Collection Chronicles Career in the Performing Arts
10/17/2024
Writer, director and performer Jack Neary – whose plays have been staged around the world and who has appeared in films such as “Black Mass” and “The Town” – donated his professional papers to his alma mater, UMass Lowell.
The Center for Lowell History at UMass Lowell, which is part of the university’s library, now includes the Jack Neary Collection, a raft of published plays, draft scripts, notes, short stories, articles, playbills, press clippings, reviews and correspondence from his many projects.
“You do something, you create a certain amount of work over the course of an artistic life, and if you’re lucky, you’ll have material out there like plays and acting appearances that will withstand the course of time,” Neary said of the donation. “It’s here because I did the work, and I wanted to let somebody know.”
Much of Neary’s creative life is informed by his upbringing in Lowell’s Sacred Heart neighborhood. In 1973, he earned an English degree from Lowell State College, one of UMass Lowell’s predecessor institutions, and pursued a career as an actor, before turning to playwriting. His initial effort, “First Night,” originally conceived as a one-act play, became a full-length production staged around the country, including off-Broadway, at the Westside Theater in New York City. The play “Trick or Treat,” which he wrote for Emmy winner Gordon Clapp of “NYPD Blue,” also played off-Broadway in 2019 after a highly successful run at Northern Stage in White River Junction, Vermont.
From baseball to religion, to the common day-to-day of modern lives, subjects explored in his works are often anchored in American culture, and he has mined his hometown experience for gems on stage. Writer, colleague and fellow UMass Lowell graduate Paul Marion, founder of Loom Press, praised Neary as “the Neil Simon of Lowell, for the way audiences connect with the humanity in his characters and stories.”
“This is an important donation because Jack Neary has long portrayed the city of Lowell in his plays; it’s also important to highlight collections donated by alumni of the university who were born and bred in Lowell.

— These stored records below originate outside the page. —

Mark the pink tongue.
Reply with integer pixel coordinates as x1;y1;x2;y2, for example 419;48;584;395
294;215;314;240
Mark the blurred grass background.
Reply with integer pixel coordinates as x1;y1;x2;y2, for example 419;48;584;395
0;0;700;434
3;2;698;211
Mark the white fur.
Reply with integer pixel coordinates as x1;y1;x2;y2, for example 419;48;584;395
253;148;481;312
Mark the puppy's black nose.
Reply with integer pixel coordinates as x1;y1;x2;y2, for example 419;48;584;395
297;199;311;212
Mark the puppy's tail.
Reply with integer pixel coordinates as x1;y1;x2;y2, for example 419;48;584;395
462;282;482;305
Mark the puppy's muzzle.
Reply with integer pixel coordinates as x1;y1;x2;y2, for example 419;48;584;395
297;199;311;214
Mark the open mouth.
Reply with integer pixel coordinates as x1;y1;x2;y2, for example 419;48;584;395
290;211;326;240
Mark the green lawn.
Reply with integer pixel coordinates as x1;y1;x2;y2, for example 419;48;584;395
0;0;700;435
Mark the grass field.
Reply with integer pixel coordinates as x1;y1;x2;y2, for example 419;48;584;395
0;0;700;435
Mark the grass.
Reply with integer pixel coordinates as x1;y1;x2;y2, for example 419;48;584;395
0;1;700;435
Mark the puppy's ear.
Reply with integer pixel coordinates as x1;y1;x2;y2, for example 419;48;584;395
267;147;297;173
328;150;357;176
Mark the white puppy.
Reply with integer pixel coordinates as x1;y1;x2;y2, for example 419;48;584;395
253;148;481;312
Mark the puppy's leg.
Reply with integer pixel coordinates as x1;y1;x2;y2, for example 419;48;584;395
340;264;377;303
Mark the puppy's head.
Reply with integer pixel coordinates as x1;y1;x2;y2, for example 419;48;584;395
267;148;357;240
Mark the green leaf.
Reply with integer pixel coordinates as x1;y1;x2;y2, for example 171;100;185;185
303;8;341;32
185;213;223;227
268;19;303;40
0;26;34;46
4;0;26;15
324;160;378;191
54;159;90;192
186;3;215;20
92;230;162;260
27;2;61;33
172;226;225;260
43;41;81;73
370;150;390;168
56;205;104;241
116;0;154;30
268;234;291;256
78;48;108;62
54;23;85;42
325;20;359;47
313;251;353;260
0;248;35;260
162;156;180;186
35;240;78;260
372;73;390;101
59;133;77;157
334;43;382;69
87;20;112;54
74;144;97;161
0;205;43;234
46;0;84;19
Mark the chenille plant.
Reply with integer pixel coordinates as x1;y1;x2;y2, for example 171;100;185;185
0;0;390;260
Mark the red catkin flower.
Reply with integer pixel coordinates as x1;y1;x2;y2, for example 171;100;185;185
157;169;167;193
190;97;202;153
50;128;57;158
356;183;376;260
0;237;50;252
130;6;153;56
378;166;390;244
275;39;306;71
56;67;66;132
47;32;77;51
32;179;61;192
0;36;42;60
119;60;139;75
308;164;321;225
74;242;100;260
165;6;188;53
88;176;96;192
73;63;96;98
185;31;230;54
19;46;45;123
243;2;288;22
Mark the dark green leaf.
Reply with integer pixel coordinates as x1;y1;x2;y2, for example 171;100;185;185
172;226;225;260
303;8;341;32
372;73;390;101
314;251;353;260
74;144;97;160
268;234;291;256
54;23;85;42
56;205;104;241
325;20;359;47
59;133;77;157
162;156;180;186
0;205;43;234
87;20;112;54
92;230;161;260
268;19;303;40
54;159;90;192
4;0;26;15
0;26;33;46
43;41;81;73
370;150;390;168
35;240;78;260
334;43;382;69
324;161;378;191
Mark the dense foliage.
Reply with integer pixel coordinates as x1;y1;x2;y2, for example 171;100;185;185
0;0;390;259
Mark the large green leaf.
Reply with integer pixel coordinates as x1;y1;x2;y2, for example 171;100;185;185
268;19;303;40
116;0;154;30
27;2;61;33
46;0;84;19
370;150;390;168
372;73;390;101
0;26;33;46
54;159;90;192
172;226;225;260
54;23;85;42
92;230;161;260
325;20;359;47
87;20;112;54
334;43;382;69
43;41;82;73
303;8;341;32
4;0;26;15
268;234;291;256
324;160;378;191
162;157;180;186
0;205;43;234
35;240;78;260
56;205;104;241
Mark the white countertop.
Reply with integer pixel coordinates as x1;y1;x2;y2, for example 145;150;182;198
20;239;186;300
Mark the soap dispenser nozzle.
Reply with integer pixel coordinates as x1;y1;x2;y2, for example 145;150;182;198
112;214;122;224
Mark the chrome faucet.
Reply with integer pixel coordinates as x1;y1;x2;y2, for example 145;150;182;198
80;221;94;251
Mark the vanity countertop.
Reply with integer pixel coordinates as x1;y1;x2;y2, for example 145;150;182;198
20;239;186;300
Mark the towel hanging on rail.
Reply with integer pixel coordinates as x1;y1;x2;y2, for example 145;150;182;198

The collection is a great addition to the archives for UMass Lowell English and theatre arts students to explore,” said Public Services and Special Collections Archivist for the Center for Lowell History Carisa Kolias.
Among his acting credits, Neary has appeared on television in “Spenser: For Hire,” “Law and Order,” and “Brotherhood,” and in the Ben Affleck film “The Town,” as well as alongside Johnny Depp in “Black Mass.”
For much of his career, Neary wrote and directed plays in regional theater across New England. Most recently, he staged the award-winning “The Stands,” at Firehouse Center for the Arts in Newburyport, Massachusetts. The curtain will rise on his adaptation of Edgar Allan Poe’s “The Fall of the House of Usher,” at the Players’ Ring Theatre in Portsmouth, New Hampshire, Thursday, Oct. 31.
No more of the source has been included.